Also known as: Phil Karn, KA9Q
Phil Karn (amateur radio callsign KA9Q) is an American engineer and radio amateur whose work bridges the internet and radio: he devised Karn’s algorithm for TCP round-trip estimation, wrote the influential KA9Q packet-radio networking software, and authored open-source forward-error-correction libraries used across the SDR and amateur communities.1 His career spans professional communications engineering at companies such as Bell Labs, Bellcore, and Qualcomm, and decades of volunteer contribution to amateur digital radio.
Life and work
Karn was born in 1956 and earned degrees in electrical engineering from Cornell and Carnegie Mellon. As a professional he worked on data communications at Bell Labs and Bellcore and later on cellular systems at Qualcomm. In parallel, as radio amateur KA9Q, he became one of the central figures in the amateur packet-radio movement of the 1980s and 1990s.1
His KA9Q Network Operating System (“NOS”) was a landmark: a self-contained TCP/IP stack that ran on ordinary personal computers and carried internet protocols over amateur radio links using the AX.25 data-link protocol. For many operators it was their first hands-on TCP/IP implementation, and it demonstrated that packet-switched internetworking could run over slow, noisy radio channels.
Contribution
In professional networking, Karn is known for Karn’s algorithm, a simple but important rule for measuring TCP’s round-trip time: retransmitted segments are excluded from round-trip samples, because you cannot tell whether an acknowledgement matches the original transmission or the retransmission. The rule prevents corrupted timing estimates and is standard in TCP implementations.1
For radio, Karn’s most enduring gift to the SDR world is a set of carefully optimised, freely licensed forward-error-correction routines: fast Viterbi decoders for convolutional codes, Reed-Solomon encoders and decoders, and related building blocks. These libraries have been reused across amateur and open-source projects — from deep-space telemetry experiments to software radios — because they are correct, efficient, and unencumbered.
Legacy
Karn’s combination of professional rigor and open contribution made him one of the quiet architects of amateur digital radio.
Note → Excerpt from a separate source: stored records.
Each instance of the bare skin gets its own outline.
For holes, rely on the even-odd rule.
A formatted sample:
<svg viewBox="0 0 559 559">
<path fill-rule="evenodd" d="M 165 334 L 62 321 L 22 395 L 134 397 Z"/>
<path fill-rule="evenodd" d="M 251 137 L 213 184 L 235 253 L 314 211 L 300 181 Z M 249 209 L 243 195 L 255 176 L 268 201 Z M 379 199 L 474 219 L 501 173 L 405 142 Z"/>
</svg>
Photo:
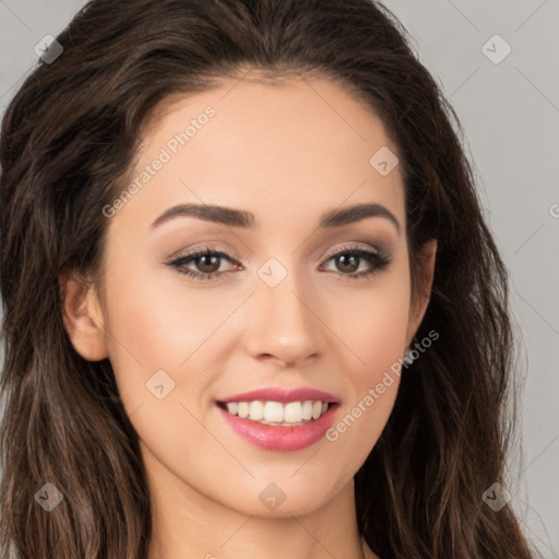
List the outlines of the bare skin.
<svg viewBox="0 0 559 559">
<path fill-rule="evenodd" d="M 169 140 L 207 106 L 215 116 L 171 153 Z M 167 106 L 147 129 L 134 177 L 162 148 L 171 158 L 108 218 L 103 295 L 70 278 L 64 317 L 80 355 L 109 357 L 140 436 L 150 559 L 362 557 L 353 477 L 388 421 L 397 377 L 335 441 L 294 451 L 240 438 L 216 400 L 311 386 L 340 399 L 335 425 L 404 355 L 428 299 L 411 297 L 400 168 L 382 176 L 369 163 L 382 146 L 397 154 L 382 121 L 318 79 L 223 80 Z M 186 203 L 251 212 L 255 227 L 192 216 L 151 227 Z M 319 227 L 324 212 L 361 203 L 381 204 L 399 227 L 380 215 Z M 207 275 L 207 258 L 168 265 L 203 247 L 230 259 L 215 261 L 221 275 L 180 273 Z M 347 257 L 331 258 L 355 247 L 390 263 L 365 276 L 374 262 L 357 258 L 348 272 Z M 433 241 L 424 251 L 427 292 L 435 253 Z M 271 287 L 259 270 L 286 275 Z M 146 389 L 157 370 L 175 382 L 162 400 Z M 285 495 L 275 510 L 259 498 L 270 484 Z"/>
</svg>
His NOS software seeded a generation of packet operators, his TCP algorithm is embedded in the internet’s transport layer, and his FEC code continues to be pulled into new SDR projects whenever a developer needs a proven Viterbi or Reed-Solomon implementation. He also became a prominent advocate for strong cryptography and open standards. His work is a reminder that the same coding theory protects data whether it travels over fiber or over a fading radio path.